Buzz Aldrin taking his first steps to the Moon. NASA/The Apollo Project
Buzz Aldrin taking his first steps to the Moon.

Modern astronomical instruments rely upon digital sensors. Images are gathered through CCDs, which can be manipulated to create wonderfully brilliant images. But it wasn’t that long ago that images still required photographic film. Then, the only way we could gather images from space was to physically transport the film into space and somehow get it back. Like family trips of the day you took photographs hoping they would turn out, and wait to develop them when you got home. This was true of our trips to the Moon and the images astronauts brought home.

A vacation picture from Apollo 17. NASA/The Apollo Project
A vacation picture from Apollo 17.

Like many photographs of old, they tended to be stored away and not often looked at. To bring an old photo to the modern age you have to scan a digital copy. Most of the digital copies are of small resolution, since that’s all you need for most purposes. But recently The Apollo Project has posted high resolution scans of images from the Moon missions. By and large they are raw scans, and haven’t been color corrected or modified.

What’s striking about them is how they have the feel of old vacation photographs.
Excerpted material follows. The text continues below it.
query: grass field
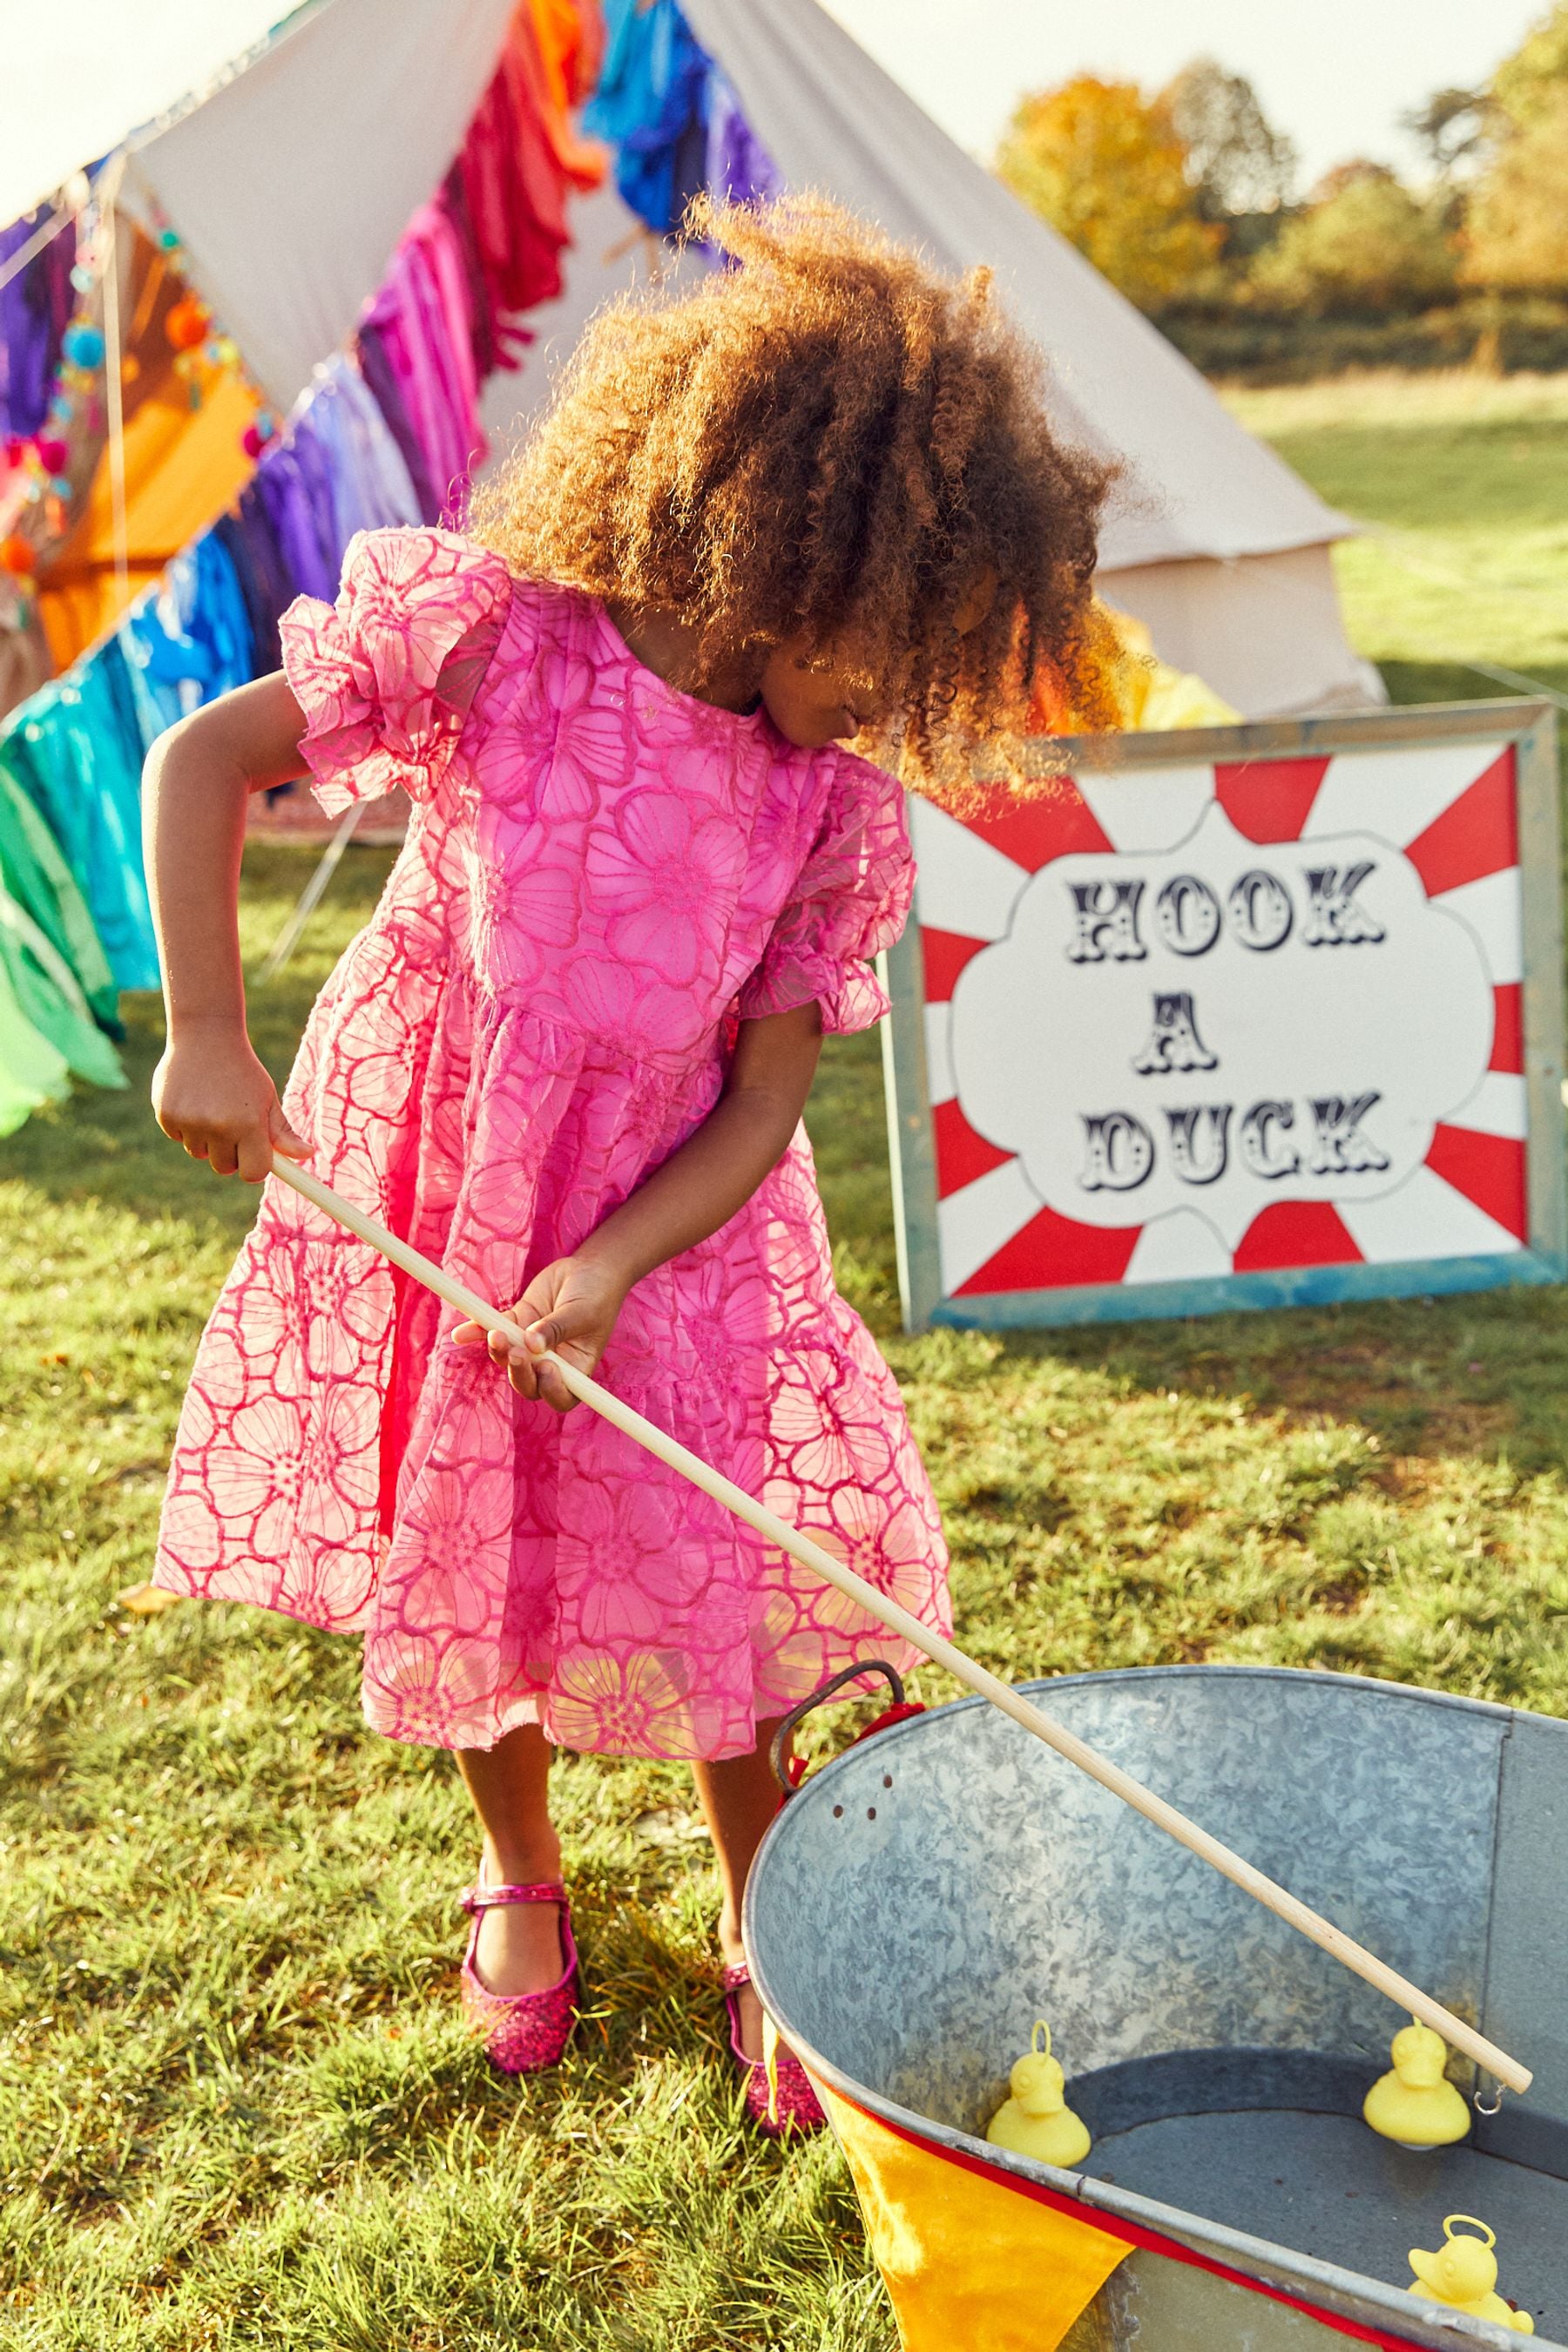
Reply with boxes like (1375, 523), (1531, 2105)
(7, 372), (1568, 2349)
(1221, 368), (1568, 712)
The kind you might find in your parent’s shoebox, or you might remember from your own trips. In a very real sense that’s what they are. The cameras were more expensive than your usual Polaroids, and the trip was out of this world, but they were still the record of a human vacation. So along with images of great views there are pictures of friends, selfie photos of your own shadow, and little things here and there that seemed interesting at the time.

If you have a chance its worth looking through the Apollo Project images. Sure, they’re a great archive of one of humanity’s greatest journeys, but they also convey just how deeply human our first vacations into space really were.